[At Love’s Cost by Charles Garvice]@TWC D-Link bookAt Love’s Cost CHAPTER IV 2/22
She stole to the door and opened it; the light was streaming into the room and fell athwart the bed in which he was lying, his eyes closed, his face calm and peaceful; she went on tiptoe to the bed and bent over him, and found that he was in a deep, profound sleep.
With a long breath of relief, she left him, and sat on the stairs and waited; for it was just possible that he might rise again and resume the dreadful walk--that motion of death in life. She waited for an hour, so absorbed in her anxiety that she did not remember the man she had left outside.
After another quarter of an hour she went to her father's room, and found that he was still sleeping. Then she remembered Stafford, remembered him with a start of discomfort and embarrassment.

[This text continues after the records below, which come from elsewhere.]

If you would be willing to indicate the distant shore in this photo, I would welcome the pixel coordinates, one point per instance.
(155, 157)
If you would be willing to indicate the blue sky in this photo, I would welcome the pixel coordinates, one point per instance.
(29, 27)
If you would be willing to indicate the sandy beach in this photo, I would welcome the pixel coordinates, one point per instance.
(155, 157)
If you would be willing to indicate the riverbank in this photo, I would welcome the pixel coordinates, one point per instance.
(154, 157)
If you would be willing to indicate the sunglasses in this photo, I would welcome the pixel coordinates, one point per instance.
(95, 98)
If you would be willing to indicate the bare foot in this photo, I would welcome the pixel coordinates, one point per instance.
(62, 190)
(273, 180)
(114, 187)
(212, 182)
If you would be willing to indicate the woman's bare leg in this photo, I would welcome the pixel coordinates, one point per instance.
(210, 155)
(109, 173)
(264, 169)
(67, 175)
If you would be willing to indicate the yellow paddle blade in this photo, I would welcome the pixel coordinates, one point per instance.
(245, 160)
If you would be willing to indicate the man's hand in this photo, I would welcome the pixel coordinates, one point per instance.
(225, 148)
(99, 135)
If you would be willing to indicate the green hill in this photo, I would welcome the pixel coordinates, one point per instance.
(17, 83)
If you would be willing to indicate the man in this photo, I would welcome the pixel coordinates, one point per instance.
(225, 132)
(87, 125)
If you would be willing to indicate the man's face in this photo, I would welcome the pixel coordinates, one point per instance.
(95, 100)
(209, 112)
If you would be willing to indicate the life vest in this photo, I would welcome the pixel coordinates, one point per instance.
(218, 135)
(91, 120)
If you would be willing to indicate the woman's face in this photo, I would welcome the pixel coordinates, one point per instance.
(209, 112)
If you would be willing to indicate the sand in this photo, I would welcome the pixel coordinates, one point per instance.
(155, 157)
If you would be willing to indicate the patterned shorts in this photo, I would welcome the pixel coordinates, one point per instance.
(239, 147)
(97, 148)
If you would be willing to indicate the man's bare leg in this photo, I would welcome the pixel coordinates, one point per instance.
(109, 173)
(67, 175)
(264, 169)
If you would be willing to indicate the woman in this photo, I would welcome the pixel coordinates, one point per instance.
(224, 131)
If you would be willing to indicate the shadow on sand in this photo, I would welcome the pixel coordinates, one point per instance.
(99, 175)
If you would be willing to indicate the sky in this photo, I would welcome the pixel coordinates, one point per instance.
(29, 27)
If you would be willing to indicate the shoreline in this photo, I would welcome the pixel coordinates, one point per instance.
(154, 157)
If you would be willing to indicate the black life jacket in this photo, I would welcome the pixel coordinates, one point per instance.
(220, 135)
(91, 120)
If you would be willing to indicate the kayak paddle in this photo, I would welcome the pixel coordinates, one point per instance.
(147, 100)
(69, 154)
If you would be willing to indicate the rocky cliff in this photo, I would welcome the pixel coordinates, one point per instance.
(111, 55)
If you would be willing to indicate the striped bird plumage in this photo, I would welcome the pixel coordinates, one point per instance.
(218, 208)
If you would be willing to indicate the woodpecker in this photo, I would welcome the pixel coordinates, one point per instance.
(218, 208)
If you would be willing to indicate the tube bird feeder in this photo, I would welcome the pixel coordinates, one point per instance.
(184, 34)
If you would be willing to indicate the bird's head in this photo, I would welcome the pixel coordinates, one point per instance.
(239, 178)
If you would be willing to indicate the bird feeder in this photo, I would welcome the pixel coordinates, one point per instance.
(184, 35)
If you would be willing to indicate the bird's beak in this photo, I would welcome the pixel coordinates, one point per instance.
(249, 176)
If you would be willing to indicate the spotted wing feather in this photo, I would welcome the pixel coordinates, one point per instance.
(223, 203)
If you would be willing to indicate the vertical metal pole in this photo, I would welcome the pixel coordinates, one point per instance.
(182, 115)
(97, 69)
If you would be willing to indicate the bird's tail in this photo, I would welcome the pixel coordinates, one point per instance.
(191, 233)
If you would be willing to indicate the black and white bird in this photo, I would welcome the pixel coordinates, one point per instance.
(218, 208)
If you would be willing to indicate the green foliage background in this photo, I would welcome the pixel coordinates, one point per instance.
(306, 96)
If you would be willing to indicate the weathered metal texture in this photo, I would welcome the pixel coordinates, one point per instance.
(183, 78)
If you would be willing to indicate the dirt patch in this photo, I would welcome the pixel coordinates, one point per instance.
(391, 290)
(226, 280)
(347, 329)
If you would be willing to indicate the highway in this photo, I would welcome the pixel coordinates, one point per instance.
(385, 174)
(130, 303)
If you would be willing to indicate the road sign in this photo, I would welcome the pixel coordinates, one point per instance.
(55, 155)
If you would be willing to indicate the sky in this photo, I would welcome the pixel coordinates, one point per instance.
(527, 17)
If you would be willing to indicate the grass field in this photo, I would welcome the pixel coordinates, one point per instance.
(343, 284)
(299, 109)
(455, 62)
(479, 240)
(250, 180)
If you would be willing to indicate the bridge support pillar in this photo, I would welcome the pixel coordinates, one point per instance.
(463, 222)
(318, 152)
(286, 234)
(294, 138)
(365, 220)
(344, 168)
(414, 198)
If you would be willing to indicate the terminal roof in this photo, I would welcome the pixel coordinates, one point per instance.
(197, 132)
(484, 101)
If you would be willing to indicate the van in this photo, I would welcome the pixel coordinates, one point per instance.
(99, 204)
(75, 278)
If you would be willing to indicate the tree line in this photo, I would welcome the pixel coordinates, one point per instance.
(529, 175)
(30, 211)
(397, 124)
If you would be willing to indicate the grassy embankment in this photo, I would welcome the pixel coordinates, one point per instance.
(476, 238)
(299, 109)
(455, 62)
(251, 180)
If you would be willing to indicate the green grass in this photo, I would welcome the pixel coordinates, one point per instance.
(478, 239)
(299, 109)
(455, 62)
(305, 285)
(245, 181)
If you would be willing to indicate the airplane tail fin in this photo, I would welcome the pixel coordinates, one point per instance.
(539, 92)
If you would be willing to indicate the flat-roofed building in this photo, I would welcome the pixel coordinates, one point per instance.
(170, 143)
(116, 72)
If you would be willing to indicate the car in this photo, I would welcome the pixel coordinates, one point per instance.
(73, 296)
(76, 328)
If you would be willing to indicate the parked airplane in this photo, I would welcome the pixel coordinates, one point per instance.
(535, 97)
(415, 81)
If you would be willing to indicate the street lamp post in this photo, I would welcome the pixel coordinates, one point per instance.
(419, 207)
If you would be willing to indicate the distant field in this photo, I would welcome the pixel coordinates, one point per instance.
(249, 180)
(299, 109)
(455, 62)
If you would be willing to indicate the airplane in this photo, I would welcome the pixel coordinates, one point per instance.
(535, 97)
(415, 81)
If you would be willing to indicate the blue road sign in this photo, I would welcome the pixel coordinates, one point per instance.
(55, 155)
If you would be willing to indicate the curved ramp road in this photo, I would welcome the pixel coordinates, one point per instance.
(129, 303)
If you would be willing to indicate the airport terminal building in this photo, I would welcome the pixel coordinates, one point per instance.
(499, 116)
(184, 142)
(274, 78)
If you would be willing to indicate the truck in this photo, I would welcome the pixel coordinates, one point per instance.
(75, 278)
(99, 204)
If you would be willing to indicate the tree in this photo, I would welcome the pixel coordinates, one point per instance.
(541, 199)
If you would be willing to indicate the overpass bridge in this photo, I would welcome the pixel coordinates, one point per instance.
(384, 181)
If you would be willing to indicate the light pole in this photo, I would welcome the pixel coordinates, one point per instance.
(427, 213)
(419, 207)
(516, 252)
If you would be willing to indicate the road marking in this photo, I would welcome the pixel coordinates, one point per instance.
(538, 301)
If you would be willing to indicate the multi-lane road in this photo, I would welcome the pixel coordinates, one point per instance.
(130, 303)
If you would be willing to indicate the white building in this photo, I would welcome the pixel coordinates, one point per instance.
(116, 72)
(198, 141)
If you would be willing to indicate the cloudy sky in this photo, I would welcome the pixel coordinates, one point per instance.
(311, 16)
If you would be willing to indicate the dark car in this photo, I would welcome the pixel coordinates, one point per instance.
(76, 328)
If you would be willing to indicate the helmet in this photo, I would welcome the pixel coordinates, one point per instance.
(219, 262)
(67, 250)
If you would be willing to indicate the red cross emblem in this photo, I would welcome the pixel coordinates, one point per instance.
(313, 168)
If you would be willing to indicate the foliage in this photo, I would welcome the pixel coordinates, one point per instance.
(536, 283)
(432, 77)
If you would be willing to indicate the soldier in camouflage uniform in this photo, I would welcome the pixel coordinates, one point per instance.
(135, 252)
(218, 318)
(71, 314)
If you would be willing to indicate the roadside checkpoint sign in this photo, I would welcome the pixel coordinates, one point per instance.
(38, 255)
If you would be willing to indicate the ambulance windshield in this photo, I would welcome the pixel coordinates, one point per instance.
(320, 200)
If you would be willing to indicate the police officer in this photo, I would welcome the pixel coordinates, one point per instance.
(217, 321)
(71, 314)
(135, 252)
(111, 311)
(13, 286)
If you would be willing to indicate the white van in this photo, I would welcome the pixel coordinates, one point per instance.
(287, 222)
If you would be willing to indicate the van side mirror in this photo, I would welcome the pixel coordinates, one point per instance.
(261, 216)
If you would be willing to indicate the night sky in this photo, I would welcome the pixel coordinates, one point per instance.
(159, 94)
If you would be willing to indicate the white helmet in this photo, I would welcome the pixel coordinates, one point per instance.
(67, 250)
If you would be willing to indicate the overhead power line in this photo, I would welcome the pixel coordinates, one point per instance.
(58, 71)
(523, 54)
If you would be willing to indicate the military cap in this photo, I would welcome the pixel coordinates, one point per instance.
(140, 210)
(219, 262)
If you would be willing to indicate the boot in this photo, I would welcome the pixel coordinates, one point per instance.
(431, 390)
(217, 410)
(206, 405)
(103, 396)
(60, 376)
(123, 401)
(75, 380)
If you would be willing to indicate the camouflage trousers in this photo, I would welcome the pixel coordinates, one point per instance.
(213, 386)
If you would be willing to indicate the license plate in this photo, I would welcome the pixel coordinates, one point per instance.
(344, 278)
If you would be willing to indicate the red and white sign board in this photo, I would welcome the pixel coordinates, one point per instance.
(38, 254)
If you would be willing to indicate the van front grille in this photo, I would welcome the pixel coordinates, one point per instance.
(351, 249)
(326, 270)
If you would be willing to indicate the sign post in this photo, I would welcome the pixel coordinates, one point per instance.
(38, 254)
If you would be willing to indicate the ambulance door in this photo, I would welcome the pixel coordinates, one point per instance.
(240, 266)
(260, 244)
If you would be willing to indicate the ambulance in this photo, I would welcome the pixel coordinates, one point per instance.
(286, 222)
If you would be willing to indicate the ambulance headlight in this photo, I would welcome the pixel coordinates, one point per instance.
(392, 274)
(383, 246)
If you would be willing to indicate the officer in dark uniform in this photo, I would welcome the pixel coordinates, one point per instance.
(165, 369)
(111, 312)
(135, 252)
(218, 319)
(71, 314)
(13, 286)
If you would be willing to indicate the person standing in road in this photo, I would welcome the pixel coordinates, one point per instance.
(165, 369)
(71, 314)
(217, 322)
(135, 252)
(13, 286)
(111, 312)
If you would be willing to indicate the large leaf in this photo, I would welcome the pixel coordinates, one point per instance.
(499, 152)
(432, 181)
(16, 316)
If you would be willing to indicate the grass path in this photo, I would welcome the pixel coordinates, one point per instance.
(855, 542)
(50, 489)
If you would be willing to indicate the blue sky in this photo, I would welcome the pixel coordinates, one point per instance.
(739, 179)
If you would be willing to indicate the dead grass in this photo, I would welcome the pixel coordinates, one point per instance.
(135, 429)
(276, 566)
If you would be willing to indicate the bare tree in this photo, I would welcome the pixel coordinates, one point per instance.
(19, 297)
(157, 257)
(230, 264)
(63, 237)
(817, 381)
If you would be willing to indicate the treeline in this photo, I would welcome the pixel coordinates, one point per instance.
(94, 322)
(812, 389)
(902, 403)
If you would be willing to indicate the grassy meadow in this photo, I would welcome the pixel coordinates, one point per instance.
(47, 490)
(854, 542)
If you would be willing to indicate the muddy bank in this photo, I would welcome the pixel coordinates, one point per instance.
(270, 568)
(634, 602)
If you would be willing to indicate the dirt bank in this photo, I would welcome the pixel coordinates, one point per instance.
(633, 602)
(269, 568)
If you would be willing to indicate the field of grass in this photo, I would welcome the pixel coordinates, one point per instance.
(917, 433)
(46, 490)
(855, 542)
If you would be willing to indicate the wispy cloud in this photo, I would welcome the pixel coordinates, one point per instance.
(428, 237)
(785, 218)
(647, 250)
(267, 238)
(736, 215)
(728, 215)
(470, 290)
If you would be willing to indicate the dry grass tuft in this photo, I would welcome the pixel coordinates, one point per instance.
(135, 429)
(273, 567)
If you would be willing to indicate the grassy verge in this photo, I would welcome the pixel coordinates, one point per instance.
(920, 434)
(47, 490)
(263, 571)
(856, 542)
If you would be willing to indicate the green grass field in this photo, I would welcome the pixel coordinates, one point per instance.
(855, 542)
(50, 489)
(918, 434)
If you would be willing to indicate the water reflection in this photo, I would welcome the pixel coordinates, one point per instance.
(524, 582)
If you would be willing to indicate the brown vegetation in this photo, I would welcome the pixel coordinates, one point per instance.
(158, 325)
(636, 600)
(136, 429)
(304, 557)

Was he waiting there still? She went down-stairs, and from the open door-way she saw dimly his figure under the trees. There was something in the attitude of the erect figure that reminded her of a soldier on guard, a sentinel standing faithful at his post; and when she had waved her hand in dismissal she did not quite close the door, but watched him through the narrow opening as he paced slowly down the road, looking back at the house now and again as if to see if she wanted him. Then she closed the door, signed to the dogs to be down before the fire, and went up to her room, after pausing beside her father's door and listening to his regular breathing.
Her room was a large one--nearly all the rooms in the place were large; and as she undressed herself slowly she looked round it with a novel sense of loneliness. The tall shadows of her graceful yet girlish figure were cast grotesquely on the wall by the candles beside her glass.